Truthfully, it got worse. The amount of time it would take to tell every incident, to detail what life in the dorm was like, would be immense. There was yelling, a lot of it, then the strained moments in which we tried to compromise, then ultimately silence that was not just awkward, but filled with tension. We were definitely both at fault. I was used to my living situation at home, where I could be left alone in peace and quiet, and she was used to being able to have people over whenever she wanted. There were times we lost our tempers with each other, but we also tried to be civil with each other the following day. Countless discussions about what we could do to make the other feel more comfortable often came to nothing, and we even went to our RA for guidance at one point.
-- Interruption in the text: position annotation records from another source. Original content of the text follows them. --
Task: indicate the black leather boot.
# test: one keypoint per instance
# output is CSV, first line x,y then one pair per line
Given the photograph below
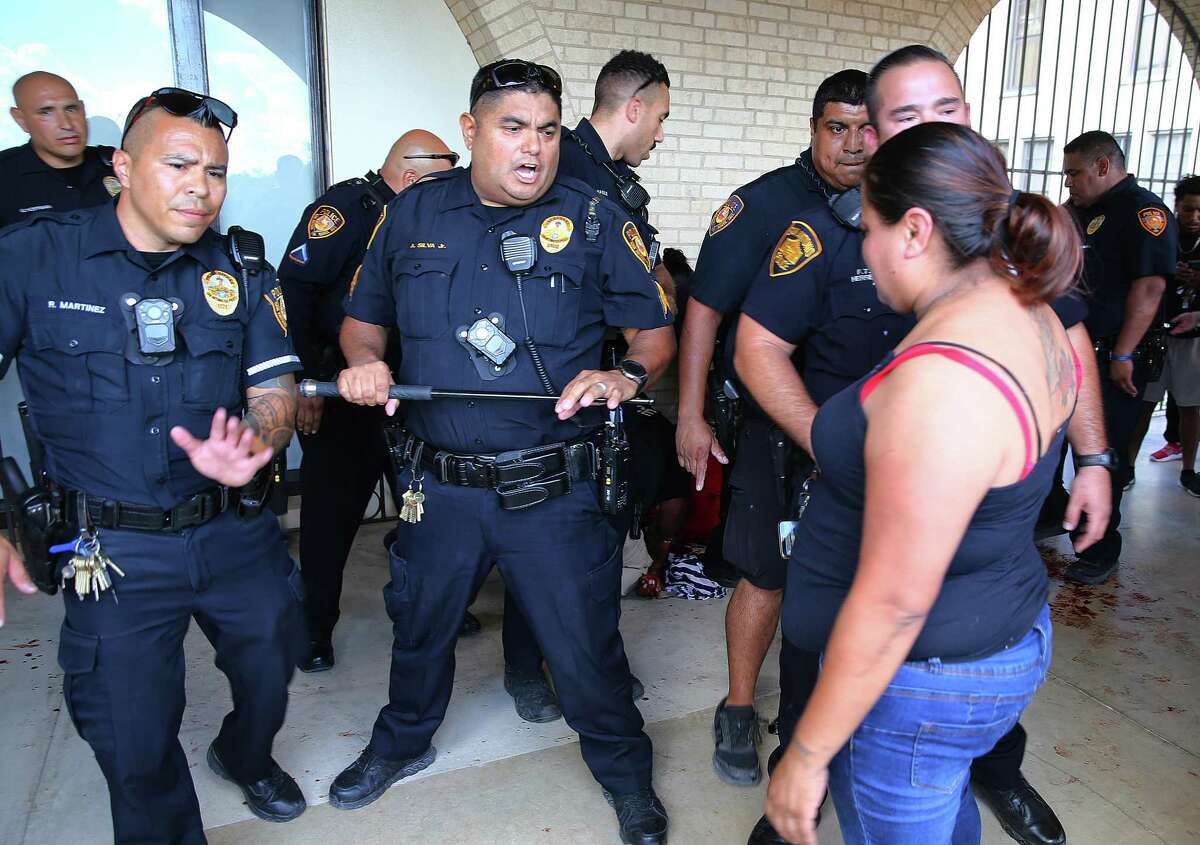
x,y
1024,814
370,775
319,657
276,797
642,817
At the end of the day, whether we had come to an agreement or not, we were left unhappy.

Since then, I’ve chalked it up to us being victims of circumstance. I am almost certain that if we hadn’t had to live together we would have been friends. We were just highly incompatible when it came to our ways of living. And unfortunately, it got to the point I’d do anything to be out of my dorm. 

“I know what we can do,” Leslie said one day as we lounged on her bed. Her eyes had lit up all of a sudden as we watched a movie on her laptop in the dark. We’d been dying for a break in routine lately and she knew I needed something to take my mind off of my living situation. “I Sodi,” she said excitedly.

I blinked. “What’s that?”

“I Sodi. It’s a super fancy Italian restaurant. You have to make a reservation, like, months in advance to eat there. But after our History of the Universe final, we should go there to celebrate!”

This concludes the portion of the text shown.